How many teams conduct regular retrospectives, though? Most managers think of them as a process annoyance they must endure every few months if only to pacify their dev team. After a bunch of pointless retrospectives, developers lose faith in such box-tick retros because, no, they don’t lead to positive outcomes.

Non-tech or tech-adjacent teams are even worse with their retrospective discipline. I’ve noticed teams doing retrospectives once a year! The problems they discuss are so deep-rooted by this time, that shallow sticky notes stand no chance against them. But why not add a dash of colour to the sticky notes you’re using? How about conducting a lovely icebreaker and a fun closing activity? And what about that nicely formatted retrospective “deck”? Ooh! Wouldn’t it be nice to show the bosses? When everyone has a good time, who cares about continuous improvement?

Sorry to burst your bubble, but I must spell it out if you didn’t know this already. Hairy problems demand deep thinking. Your sticky note extravaganza won’t cut it. But who has the time for deep thinking when their calendars are full of back-to-back meetings? Damn it, let’s do the retro! 

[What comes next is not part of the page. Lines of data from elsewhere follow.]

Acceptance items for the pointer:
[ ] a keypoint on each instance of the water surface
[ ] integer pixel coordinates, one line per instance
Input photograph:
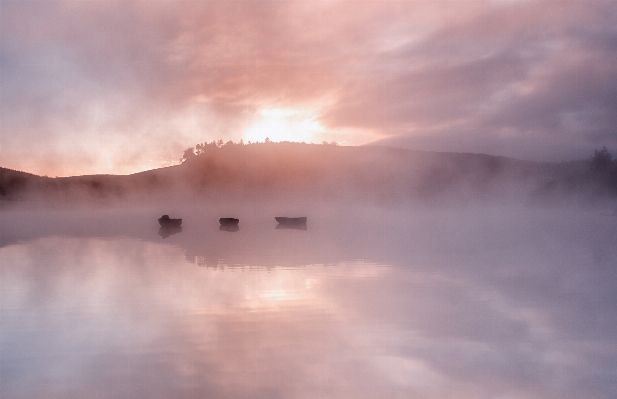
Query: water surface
(425, 304)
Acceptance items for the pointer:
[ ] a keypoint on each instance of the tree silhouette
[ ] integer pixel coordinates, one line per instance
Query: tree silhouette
(188, 153)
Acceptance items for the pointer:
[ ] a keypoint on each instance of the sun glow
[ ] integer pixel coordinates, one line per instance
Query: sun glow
(279, 124)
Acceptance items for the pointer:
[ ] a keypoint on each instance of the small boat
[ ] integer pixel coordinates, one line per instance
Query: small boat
(285, 221)
(229, 221)
(166, 221)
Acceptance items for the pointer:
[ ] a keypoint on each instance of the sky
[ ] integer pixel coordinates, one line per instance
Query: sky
(123, 86)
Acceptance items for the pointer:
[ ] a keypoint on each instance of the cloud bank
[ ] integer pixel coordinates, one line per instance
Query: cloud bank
(118, 87)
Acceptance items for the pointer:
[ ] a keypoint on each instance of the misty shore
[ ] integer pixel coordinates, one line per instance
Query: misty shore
(305, 173)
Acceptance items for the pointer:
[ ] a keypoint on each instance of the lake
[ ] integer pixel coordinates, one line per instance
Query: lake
(484, 302)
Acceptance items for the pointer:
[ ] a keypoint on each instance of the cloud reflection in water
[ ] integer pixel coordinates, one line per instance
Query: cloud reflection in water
(127, 317)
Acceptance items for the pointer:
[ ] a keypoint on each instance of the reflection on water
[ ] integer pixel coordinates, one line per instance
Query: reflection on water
(521, 308)
(166, 231)
(295, 226)
(232, 228)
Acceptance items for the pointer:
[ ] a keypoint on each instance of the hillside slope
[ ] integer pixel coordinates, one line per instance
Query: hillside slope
(282, 171)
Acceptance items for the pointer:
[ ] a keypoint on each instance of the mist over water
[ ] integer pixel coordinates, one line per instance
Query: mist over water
(417, 301)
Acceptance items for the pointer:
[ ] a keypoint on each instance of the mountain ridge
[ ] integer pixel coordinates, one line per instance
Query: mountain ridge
(284, 171)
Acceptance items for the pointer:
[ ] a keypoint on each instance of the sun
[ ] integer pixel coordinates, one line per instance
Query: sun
(280, 124)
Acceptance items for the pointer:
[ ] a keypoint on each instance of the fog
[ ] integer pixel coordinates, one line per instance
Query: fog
(293, 175)
(502, 300)
(416, 275)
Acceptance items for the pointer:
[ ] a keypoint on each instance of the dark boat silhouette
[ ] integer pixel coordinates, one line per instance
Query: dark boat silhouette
(291, 223)
(166, 221)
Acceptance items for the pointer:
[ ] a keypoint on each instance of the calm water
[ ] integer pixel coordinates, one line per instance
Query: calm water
(485, 303)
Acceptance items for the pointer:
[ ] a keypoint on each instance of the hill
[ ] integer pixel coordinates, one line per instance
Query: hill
(308, 172)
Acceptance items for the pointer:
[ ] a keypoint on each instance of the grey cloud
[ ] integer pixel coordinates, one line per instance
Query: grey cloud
(535, 69)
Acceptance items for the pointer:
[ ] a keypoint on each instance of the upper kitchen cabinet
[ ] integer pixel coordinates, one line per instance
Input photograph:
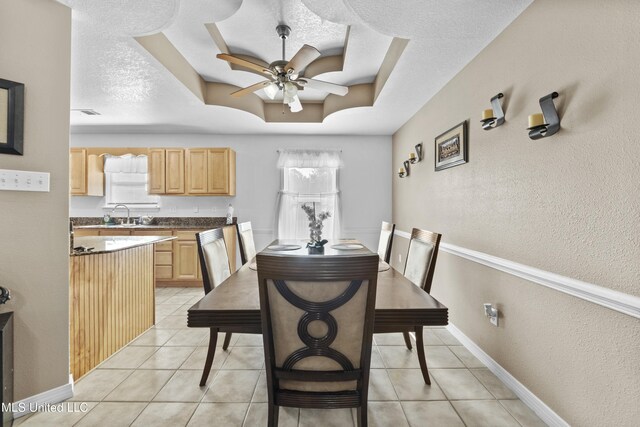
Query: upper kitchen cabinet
(211, 171)
(157, 175)
(78, 171)
(86, 173)
(174, 178)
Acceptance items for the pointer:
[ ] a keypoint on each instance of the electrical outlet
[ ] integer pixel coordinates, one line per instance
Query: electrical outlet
(492, 313)
(12, 180)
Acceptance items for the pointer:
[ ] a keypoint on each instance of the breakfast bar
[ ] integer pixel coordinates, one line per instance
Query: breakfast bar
(111, 296)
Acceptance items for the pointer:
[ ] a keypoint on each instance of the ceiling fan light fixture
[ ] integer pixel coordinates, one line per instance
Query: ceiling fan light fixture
(271, 90)
(295, 105)
(290, 91)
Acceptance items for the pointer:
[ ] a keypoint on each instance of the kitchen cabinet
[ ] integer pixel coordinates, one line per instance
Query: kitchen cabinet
(174, 170)
(176, 263)
(78, 171)
(86, 173)
(157, 166)
(211, 171)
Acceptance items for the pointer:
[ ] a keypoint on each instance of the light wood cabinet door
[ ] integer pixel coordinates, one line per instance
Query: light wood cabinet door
(77, 171)
(95, 175)
(157, 171)
(197, 171)
(218, 170)
(174, 181)
(185, 260)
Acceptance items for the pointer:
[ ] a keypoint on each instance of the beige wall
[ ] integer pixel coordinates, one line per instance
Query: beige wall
(568, 204)
(35, 36)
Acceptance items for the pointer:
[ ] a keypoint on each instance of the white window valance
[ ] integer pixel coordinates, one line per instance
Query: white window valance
(128, 163)
(309, 159)
(126, 182)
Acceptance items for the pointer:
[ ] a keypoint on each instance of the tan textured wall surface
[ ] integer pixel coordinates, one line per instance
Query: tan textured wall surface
(568, 204)
(36, 40)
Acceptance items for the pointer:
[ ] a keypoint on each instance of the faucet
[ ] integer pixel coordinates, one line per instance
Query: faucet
(123, 206)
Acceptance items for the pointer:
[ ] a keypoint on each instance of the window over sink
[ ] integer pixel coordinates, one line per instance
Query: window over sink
(126, 182)
(308, 177)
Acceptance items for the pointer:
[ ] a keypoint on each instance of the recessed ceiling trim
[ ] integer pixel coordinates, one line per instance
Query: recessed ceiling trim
(159, 46)
(217, 93)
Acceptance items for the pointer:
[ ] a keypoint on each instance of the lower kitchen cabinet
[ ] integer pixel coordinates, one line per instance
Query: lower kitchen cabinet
(176, 262)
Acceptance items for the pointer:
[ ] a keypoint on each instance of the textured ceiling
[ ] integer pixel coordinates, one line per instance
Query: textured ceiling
(114, 75)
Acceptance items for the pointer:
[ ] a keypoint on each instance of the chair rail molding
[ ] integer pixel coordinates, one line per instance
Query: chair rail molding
(614, 300)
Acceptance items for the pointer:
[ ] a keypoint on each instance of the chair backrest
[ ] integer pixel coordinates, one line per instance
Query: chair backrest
(245, 239)
(421, 257)
(317, 325)
(214, 261)
(386, 240)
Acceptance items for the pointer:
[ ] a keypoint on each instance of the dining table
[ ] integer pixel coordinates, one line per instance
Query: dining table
(234, 305)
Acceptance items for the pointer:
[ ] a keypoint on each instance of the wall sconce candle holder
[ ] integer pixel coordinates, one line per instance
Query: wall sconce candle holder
(407, 167)
(547, 123)
(495, 116)
(417, 156)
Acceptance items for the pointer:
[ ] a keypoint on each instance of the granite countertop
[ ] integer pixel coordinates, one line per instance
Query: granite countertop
(170, 223)
(104, 244)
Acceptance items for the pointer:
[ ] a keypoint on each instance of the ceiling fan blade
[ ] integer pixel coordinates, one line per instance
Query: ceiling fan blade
(249, 89)
(295, 105)
(323, 86)
(305, 56)
(244, 63)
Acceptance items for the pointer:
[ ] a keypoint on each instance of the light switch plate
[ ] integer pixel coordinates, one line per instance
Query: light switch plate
(12, 180)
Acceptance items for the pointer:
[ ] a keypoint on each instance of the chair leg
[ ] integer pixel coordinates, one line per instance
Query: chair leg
(272, 416)
(227, 340)
(407, 339)
(213, 339)
(362, 420)
(421, 357)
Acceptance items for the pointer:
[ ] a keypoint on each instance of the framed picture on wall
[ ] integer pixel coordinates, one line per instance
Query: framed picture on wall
(11, 117)
(451, 147)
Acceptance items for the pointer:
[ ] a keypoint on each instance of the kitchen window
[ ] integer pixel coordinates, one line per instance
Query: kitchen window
(308, 177)
(126, 182)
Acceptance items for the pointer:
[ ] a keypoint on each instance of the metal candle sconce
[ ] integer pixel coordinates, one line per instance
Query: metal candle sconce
(413, 158)
(494, 117)
(549, 123)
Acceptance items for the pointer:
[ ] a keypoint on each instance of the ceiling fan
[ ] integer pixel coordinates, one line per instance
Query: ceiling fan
(285, 76)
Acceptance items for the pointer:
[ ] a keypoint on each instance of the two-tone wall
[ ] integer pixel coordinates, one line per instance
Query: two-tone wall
(568, 204)
(35, 36)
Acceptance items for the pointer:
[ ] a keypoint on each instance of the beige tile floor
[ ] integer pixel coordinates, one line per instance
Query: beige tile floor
(154, 382)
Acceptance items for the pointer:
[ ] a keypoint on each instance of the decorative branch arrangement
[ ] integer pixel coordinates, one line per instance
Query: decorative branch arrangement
(315, 225)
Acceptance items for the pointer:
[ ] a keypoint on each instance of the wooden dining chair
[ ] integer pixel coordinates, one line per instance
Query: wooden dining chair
(214, 264)
(245, 239)
(386, 241)
(419, 268)
(317, 325)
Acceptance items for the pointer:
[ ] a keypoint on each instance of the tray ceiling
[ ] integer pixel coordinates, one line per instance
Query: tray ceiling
(135, 89)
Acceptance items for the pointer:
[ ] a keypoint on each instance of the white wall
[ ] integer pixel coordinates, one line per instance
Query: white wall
(364, 181)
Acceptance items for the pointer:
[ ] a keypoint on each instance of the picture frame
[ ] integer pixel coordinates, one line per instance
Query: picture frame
(451, 147)
(11, 117)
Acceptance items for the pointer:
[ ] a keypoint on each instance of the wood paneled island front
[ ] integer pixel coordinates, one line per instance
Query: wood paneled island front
(111, 296)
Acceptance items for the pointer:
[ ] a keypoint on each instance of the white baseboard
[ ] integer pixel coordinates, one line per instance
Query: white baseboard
(545, 413)
(55, 395)
(605, 297)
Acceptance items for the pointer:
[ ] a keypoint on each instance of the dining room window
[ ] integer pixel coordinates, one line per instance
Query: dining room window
(311, 178)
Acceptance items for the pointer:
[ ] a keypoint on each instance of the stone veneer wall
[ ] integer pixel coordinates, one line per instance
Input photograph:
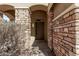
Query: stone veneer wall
(22, 17)
(65, 33)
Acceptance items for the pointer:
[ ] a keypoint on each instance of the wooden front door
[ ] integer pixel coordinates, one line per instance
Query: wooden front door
(39, 28)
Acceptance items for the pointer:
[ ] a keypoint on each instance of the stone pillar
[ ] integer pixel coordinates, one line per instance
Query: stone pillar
(22, 18)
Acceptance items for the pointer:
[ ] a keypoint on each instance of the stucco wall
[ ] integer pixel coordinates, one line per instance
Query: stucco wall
(22, 17)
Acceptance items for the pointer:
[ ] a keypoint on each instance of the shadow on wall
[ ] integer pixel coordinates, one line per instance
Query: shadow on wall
(64, 34)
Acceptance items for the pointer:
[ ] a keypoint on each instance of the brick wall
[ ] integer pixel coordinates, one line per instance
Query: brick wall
(64, 33)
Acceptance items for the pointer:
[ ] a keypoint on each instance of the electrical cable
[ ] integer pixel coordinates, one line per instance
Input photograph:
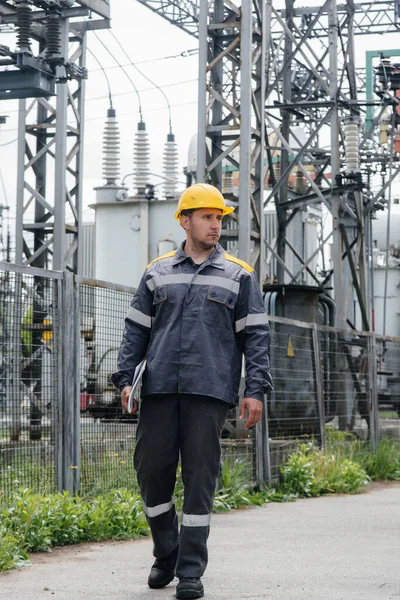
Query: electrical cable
(126, 114)
(145, 76)
(104, 73)
(117, 94)
(183, 54)
(124, 71)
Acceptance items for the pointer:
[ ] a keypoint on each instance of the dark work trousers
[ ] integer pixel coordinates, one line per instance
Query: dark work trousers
(190, 425)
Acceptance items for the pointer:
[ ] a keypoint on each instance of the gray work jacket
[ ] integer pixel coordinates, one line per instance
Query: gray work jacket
(193, 323)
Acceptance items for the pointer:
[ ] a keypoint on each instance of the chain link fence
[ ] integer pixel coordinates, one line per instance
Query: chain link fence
(61, 422)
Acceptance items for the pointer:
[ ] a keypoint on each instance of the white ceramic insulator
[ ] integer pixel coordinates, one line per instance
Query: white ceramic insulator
(352, 142)
(141, 158)
(170, 167)
(227, 182)
(111, 149)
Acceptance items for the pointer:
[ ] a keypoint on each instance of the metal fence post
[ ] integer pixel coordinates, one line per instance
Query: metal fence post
(373, 391)
(265, 443)
(318, 384)
(69, 414)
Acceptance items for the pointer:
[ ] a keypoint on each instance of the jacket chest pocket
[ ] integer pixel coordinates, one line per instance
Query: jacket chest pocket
(218, 295)
(160, 294)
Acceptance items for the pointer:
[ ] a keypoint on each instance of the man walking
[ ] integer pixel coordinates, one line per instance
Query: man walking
(196, 312)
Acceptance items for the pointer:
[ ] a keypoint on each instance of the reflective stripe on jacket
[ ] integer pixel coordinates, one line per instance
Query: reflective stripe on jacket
(193, 323)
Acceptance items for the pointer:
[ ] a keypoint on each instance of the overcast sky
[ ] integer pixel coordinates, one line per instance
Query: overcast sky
(148, 39)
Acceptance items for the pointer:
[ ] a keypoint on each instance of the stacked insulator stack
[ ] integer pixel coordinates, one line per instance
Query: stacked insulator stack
(227, 182)
(24, 25)
(53, 36)
(170, 166)
(300, 185)
(384, 128)
(141, 159)
(352, 144)
(111, 144)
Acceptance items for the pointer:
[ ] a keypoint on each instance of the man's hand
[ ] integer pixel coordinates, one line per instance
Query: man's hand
(125, 397)
(254, 411)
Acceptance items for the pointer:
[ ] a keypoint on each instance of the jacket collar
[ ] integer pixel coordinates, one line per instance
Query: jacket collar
(216, 259)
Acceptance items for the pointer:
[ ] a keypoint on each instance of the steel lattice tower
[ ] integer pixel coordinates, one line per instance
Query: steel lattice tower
(266, 69)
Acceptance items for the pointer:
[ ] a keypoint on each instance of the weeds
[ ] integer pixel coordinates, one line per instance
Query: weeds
(38, 522)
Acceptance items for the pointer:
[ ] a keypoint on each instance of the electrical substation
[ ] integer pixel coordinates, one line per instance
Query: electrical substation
(298, 126)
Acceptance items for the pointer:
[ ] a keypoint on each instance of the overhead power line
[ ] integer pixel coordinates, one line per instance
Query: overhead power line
(124, 71)
(104, 73)
(183, 54)
(145, 76)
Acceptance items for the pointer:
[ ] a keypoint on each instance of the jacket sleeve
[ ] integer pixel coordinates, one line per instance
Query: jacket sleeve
(252, 324)
(136, 336)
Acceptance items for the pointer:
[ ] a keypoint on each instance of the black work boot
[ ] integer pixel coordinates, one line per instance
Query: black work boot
(163, 570)
(189, 587)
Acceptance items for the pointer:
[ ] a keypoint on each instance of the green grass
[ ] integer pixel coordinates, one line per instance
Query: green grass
(34, 521)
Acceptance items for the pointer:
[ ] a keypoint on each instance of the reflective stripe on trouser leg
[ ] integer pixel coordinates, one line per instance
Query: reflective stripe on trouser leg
(201, 421)
(156, 460)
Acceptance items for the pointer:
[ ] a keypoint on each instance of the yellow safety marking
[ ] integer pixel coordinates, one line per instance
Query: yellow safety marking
(239, 262)
(161, 257)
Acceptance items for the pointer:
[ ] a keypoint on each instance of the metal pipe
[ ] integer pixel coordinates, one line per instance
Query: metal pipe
(202, 93)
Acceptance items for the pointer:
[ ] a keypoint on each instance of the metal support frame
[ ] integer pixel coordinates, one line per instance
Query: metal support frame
(67, 339)
(50, 141)
(232, 75)
(311, 81)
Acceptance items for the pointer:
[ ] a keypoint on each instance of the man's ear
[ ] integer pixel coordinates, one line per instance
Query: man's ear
(184, 222)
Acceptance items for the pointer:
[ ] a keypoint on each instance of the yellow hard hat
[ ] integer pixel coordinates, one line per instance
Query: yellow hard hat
(202, 195)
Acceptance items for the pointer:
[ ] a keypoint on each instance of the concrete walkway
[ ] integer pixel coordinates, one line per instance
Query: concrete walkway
(329, 548)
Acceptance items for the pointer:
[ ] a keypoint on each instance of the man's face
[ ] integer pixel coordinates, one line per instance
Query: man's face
(203, 227)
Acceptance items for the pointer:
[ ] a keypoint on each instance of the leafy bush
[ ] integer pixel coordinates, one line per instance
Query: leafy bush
(36, 523)
(11, 553)
(385, 463)
(310, 472)
(298, 474)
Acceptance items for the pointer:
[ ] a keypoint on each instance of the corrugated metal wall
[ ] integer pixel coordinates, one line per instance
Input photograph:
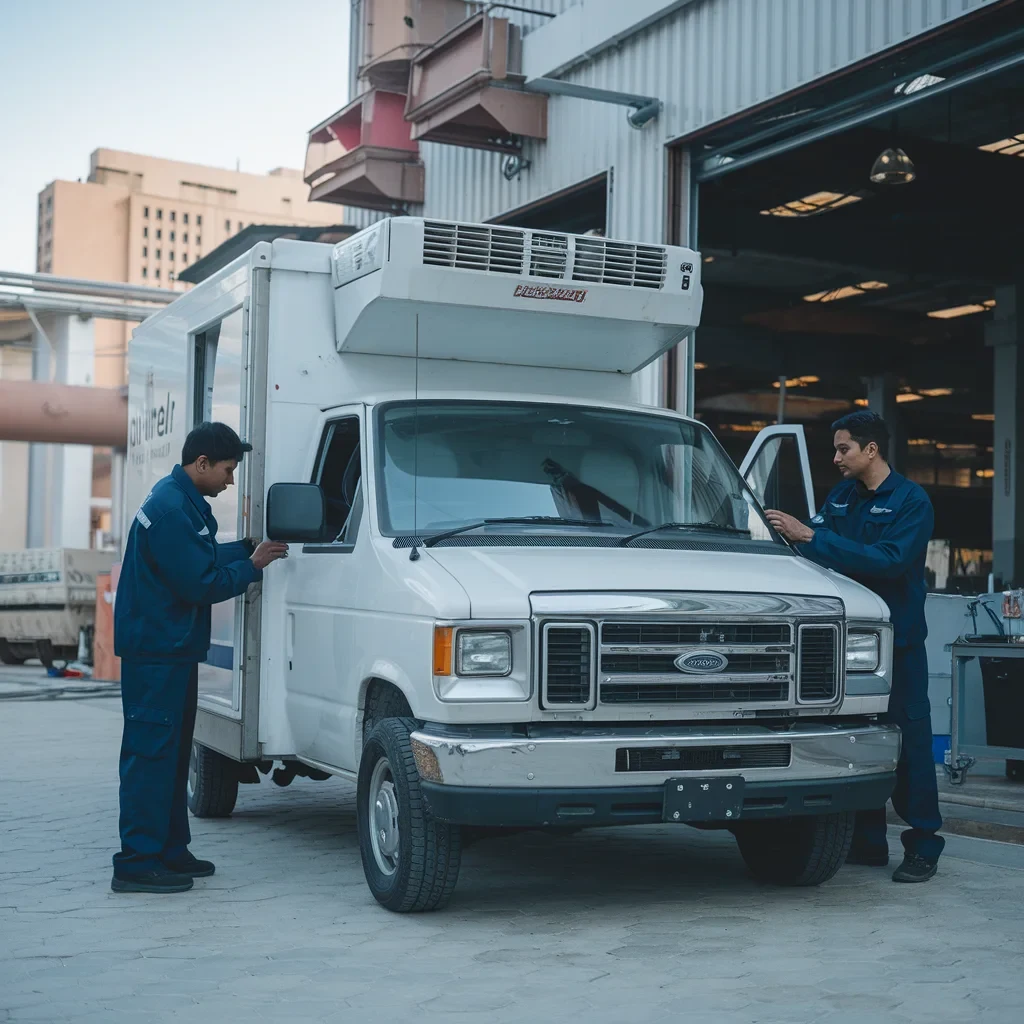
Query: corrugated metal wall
(707, 61)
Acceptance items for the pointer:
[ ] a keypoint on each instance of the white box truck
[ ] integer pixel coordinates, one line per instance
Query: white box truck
(48, 603)
(516, 598)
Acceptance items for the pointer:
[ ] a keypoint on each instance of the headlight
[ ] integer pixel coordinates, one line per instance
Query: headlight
(862, 652)
(483, 653)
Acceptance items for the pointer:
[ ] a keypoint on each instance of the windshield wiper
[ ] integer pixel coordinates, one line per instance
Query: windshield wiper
(524, 520)
(717, 526)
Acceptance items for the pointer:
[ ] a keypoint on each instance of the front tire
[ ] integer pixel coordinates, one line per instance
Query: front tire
(411, 860)
(801, 851)
(213, 783)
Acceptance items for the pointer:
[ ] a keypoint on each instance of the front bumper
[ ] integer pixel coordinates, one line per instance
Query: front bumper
(580, 775)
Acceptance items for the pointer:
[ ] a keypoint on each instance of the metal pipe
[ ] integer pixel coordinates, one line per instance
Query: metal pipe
(82, 286)
(81, 307)
(62, 414)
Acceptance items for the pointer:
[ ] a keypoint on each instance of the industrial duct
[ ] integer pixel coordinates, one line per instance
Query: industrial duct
(61, 414)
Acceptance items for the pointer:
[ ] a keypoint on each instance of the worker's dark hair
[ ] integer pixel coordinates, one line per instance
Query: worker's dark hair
(216, 440)
(865, 427)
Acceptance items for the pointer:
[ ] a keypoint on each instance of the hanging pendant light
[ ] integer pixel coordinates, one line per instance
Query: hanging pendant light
(893, 167)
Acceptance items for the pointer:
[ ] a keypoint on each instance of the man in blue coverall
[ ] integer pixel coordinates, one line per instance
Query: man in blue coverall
(875, 527)
(173, 570)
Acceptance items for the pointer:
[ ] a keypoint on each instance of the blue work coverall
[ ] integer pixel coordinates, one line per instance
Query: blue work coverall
(880, 539)
(173, 570)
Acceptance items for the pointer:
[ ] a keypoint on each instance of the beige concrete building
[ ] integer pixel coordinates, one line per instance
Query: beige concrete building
(138, 220)
(142, 220)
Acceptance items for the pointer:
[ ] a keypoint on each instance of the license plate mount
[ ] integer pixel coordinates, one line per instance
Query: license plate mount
(710, 799)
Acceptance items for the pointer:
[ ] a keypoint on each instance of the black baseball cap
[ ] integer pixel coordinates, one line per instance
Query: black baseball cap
(216, 440)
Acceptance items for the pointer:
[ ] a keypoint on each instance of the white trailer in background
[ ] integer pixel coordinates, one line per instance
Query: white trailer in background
(48, 602)
(515, 598)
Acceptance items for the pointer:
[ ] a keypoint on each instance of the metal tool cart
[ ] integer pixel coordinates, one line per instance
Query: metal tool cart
(1001, 702)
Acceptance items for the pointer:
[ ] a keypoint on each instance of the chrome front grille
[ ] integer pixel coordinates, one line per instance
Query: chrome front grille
(697, 662)
(762, 665)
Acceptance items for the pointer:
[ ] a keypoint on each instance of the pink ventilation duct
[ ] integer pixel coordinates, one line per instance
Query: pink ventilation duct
(62, 414)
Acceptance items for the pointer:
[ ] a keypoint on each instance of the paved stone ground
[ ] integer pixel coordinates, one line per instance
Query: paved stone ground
(648, 924)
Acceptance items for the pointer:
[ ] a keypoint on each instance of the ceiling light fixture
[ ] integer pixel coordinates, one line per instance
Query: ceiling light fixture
(812, 205)
(953, 311)
(893, 167)
(1012, 146)
(846, 292)
(916, 84)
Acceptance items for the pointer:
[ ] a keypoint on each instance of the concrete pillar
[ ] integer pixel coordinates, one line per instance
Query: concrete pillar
(1004, 334)
(882, 393)
(60, 475)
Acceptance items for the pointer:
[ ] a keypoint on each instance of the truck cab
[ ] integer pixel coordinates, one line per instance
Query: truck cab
(516, 597)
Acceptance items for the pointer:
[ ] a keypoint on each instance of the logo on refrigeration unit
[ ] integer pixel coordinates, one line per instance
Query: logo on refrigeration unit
(700, 663)
(550, 292)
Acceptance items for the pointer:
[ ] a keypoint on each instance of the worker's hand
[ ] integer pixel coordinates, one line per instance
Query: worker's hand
(793, 529)
(268, 551)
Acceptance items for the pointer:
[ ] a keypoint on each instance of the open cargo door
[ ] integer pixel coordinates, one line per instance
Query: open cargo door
(228, 385)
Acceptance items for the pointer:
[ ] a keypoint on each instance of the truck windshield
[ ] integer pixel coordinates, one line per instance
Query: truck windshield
(442, 465)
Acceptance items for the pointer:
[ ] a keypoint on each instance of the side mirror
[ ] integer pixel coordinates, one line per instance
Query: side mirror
(296, 513)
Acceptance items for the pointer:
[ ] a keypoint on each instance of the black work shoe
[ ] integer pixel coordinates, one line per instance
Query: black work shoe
(152, 882)
(868, 857)
(915, 868)
(193, 867)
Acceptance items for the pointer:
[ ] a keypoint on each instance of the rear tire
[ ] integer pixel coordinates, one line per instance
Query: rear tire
(410, 859)
(213, 783)
(802, 851)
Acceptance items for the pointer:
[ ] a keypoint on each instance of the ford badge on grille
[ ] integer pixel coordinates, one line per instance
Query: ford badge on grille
(700, 663)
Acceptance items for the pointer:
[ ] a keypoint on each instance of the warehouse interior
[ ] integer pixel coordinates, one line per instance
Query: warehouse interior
(838, 272)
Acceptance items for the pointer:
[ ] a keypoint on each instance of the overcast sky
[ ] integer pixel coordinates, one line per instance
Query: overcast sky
(209, 81)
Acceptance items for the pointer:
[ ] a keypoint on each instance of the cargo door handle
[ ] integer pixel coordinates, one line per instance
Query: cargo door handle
(290, 638)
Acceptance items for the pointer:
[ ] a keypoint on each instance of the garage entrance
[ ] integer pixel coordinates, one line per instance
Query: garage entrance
(860, 248)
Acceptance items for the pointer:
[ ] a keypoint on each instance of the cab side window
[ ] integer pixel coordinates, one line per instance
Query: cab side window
(338, 471)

Being agile and doing agile are two different things. However dramatic, my article's examples illustrate how agile practices can hinder true agility. 

Self-organising is nothing without worker autonomy, sustainable pace and the space to plan and negotiate scope. Pairing wastes time without a commitment to deep, uninterrupted work and an agreement to basic design principles. Standups help people progress towards a team goal and build awareness of their current state only when everyone has an easy way to refer to work-in-progress. And retrospectives are effective when they’re regular. 

The Dilbertesque corporation implements agile practices while ignoring the values of the agile manifesto or XP movement. These pointless rituals do precious little to further the movement, let alone improve our work. As for the fig leaves - they reveal more dysfunctions than they hide!